Some Arizona lawmakers intend to fight a plan by the U.S. Air Force to begin retiring parts of the nation’s fleet of A-10 Thunderbolt II ground-attack jets, which are part of a major operation at Davis-Monthan Air Force Base in Tucson.
The Arizona Daily Star reports that decommissioning the jets is part of an Air Force objective to drop some older, legacy weapon systems to help pay for new programs.
Air Force officials unveiled plans Feb. 10 to begin discontinuing several older platforms, including retiring some A-10s even as it refits others with new wings.

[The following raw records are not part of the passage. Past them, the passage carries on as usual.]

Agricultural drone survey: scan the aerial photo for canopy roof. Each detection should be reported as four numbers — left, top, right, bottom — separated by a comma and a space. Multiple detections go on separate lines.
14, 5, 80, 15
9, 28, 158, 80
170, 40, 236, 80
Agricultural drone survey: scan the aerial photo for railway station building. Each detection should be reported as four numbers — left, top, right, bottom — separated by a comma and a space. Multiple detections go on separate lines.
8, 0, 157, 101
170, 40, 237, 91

“The Air Force sustains our commitment to the Air Force’s most effective close-air-support platform, the A-10, with $161 million to continue the re-winging and avionics upgrades,” said Maj. Gen. John Pletcher, deputy assistant secretary for financial management and comptroller.

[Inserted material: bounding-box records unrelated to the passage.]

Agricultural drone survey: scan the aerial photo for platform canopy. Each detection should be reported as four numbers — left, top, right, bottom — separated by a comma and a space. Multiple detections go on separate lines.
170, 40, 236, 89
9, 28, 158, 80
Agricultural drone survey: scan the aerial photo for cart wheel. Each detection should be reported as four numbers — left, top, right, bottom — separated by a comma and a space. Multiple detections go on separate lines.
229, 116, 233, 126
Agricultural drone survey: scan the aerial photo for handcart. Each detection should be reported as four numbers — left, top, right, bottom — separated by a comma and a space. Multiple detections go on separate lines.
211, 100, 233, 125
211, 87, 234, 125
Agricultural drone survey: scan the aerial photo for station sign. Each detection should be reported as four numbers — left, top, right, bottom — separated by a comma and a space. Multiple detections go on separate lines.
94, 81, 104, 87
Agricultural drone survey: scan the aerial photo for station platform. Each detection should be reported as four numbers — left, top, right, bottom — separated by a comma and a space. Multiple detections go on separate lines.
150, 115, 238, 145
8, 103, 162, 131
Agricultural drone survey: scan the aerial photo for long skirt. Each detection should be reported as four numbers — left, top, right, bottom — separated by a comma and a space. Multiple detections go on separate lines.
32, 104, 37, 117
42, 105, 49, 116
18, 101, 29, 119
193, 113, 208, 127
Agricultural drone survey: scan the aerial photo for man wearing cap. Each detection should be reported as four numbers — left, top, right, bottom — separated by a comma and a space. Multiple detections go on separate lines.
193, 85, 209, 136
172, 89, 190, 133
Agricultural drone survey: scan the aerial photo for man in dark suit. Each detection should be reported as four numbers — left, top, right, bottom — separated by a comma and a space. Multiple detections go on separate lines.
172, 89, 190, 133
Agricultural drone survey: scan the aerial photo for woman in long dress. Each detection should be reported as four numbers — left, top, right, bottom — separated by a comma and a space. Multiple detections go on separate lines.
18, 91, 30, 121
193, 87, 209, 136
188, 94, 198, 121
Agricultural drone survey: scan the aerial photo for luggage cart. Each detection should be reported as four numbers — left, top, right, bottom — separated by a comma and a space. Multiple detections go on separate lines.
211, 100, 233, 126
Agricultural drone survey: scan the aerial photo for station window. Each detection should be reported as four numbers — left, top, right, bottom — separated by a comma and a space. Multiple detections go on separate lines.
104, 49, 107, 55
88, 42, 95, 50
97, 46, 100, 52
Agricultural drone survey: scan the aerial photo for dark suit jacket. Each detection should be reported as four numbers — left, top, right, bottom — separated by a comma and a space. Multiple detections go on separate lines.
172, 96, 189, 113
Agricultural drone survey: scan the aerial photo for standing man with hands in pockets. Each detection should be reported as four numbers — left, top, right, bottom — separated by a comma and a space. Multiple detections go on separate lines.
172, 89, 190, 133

The retirement of the oldest A-10s that are the least ready for duty puts the Air Force on a path to field seven squadrons consisting of 218 modernized A-10s that will fly through the next two decades, Pletcher said.
Some of the Air Force's aging aircraft are getting retired, but the service abstained from divesting total fleets.
The Air Force first unveiled plans in 2015 to begin retiring the entire A-10 fleet starting in 2018.
Members of Congress including the late Sen. John McCain and McSally, who was in the House at the time, beat back the plan and helped push through funding to replace wings on A-10s.
McSally, who sits on the Senate Armed Services Committee, said in a statement that she met with Air Force leaders to tell them she did not intend to allow the 44 A-10s to be decommissioned in October.
Kirkpatrick, who is on the defense subcommittee of the House Appropriations Committee, said she plans to introduce a resolution asking Congress to continue A-10 funding.
“I am actively engaging with the Air Force to ensure that there is no negative impact to our squadrons at" Davis-Monthan, Kirkpatrick said in a statement.